On Monday, France announced a rescue plan for its struggling automotive industry. The plan totals 6.5 billion (US$8.5 billion). The European Commission, which enforces European Union legislation, said the conditions may break EU rules.

The plan calls for PSA Peugeot Citroën and Renault, the two largest French automakers, to receive a five-year loan of €3 billion at 6% interest, each. Meanwhile, Renault Trucks, which is owned by Volvo Group of Sweden, will receive a €500 million loan.

French President Nicolas Sarkozy said that the funds should be invested in environmental technology. Sarkozy added that “Renault and PSA have also committed to not to close any production sites for the duration of their loan and to do whatever they can to avoid layoffs.”

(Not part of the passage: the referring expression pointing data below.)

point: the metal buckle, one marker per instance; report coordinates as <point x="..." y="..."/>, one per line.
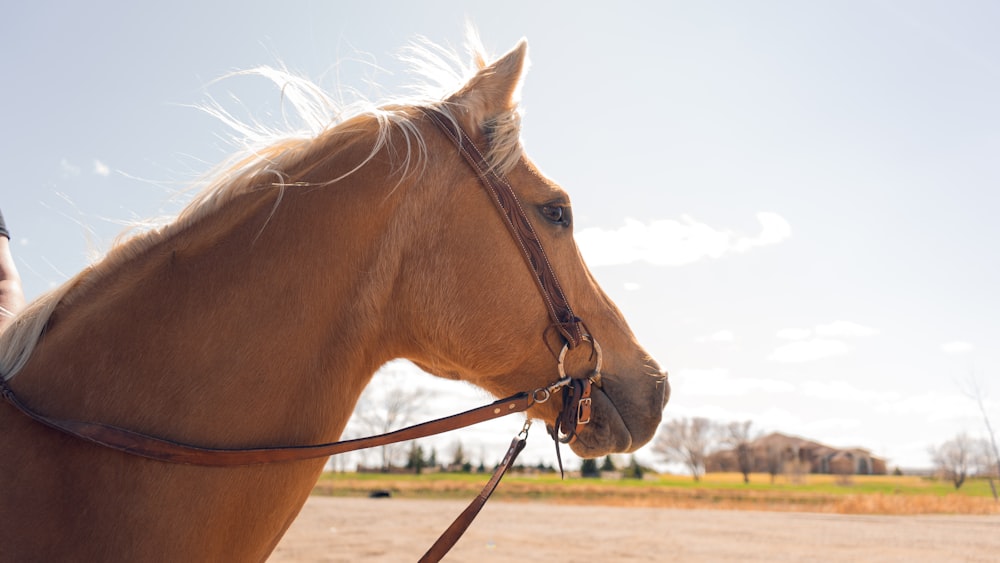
<point x="583" y="411"/>
<point x="595" y="376"/>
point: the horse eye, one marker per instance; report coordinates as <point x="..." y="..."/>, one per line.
<point x="556" y="214"/>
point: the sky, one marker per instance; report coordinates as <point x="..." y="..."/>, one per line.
<point x="793" y="203"/>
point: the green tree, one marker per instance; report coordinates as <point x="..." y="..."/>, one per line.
<point x="415" y="459"/>
<point x="634" y="470"/>
<point x="608" y="464"/>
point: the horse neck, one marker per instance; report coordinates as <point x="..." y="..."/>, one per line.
<point x="255" y="325"/>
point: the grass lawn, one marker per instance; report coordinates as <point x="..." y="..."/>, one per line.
<point x="858" y="494"/>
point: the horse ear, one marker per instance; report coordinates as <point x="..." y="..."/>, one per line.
<point x="493" y="90"/>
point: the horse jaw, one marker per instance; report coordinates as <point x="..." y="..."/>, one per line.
<point x="615" y="428"/>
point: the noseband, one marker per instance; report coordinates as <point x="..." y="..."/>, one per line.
<point x="575" y="412"/>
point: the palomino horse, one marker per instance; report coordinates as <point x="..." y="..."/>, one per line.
<point x="259" y="315"/>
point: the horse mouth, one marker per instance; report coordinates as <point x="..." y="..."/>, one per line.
<point x="617" y="430"/>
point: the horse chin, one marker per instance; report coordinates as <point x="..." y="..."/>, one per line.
<point x="606" y="433"/>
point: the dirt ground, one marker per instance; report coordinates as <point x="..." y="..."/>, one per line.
<point x="362" y="529"/>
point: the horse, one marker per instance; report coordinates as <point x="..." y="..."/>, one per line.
<point x="260" y="313"/>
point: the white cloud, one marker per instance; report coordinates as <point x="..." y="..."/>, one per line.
<point x="930" y="406"/>
<point x="844" y="391"/>
<point x="957" y="347"/>
<point x="845" y="329"/>
<point x="826" y="344"/>
<point x="808" y="350"/>
<point x="68" y="169"/>
<point x="724" y="335"/>
<point x="774" y="229"/>
<point x="716" y="382"/>
<point x="794" y="333"/>
<point x="669" y="242"/>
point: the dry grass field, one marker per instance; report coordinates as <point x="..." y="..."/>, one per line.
<point x="347" y="529"/>
<point x="666" y="518"/>
<point x="874" y="494"/>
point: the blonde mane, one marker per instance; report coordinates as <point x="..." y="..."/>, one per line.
<point x="265" y="151"/>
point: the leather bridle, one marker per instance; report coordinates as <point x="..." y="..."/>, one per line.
<point x="575" y="412"/>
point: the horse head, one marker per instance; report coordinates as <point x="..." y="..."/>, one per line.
<point x="481" y="314"/>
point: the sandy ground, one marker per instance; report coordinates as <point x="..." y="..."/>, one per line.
<point x="362" y="529"/>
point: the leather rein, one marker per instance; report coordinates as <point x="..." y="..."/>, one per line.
<point x="574" y="414"/>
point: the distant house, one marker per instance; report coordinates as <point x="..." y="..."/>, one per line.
<point x="776" y="453"/>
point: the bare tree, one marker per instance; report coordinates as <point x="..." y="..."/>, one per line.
<point x="954" y="458"/>
<point x="385" y="407"/>
<point x="739" y="437"/>
<point x="687" y="441"/>
<point x="990" y="451"/>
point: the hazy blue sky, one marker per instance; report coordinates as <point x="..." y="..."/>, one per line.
<point x="794" y="203"/>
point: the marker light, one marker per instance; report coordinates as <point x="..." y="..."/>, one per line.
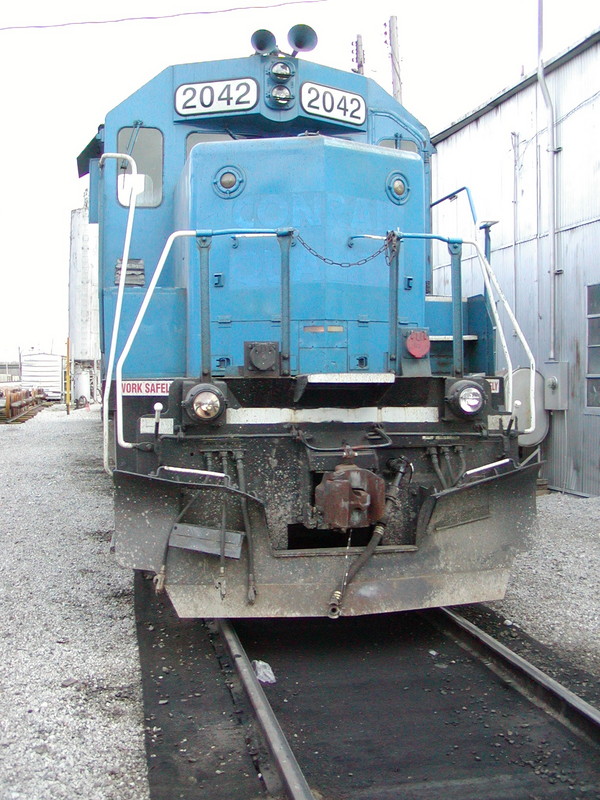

“It’s a commitment that I applaud because it ensures that this acute but temporary crisis will not destroy our industrial base and automotive know-how,” the President concluded.

The European Commission is concerned about the implied obligation to not close production facilities, which would go against EU rules.

“There are indications that carmakers will be obliged to maintain their center of production in France as a condition for government support,” said Jonathan Todd, a spokesman for the Commission on Tuesday in Brussels. “The Commission will not authorize aid that would tend to undermine the single market.”

Conditions that violate these rules “would render the aid illegal and will not be tolerated by the commission,” Todd said. “If there are measures that question the single market, the risk would be that the recession would be much worse, even becoming a depression as in the 1930s.”

“Today the Commission has written to the French authorities to ask for clarification of the plan,” Todd explained at a briefing. “We have not actually reached any conclusions as regards the French measures. We have a few concerns with what we saw in the press.”

Slovakia has already said that it will appeal to the EC, if the loans amount to a distortion of competition law.

“The philosophy of the EU is a single market without any barriers to transfer products and services,” Ján Po?iatek, the finance minister of Slovakia said.

In Germany, Verband der Automobilindustrie executive director Klaus Braeunig said that the French plan is “a clear distortion of competition.” He added, “We don’t want an international race in subsidies.”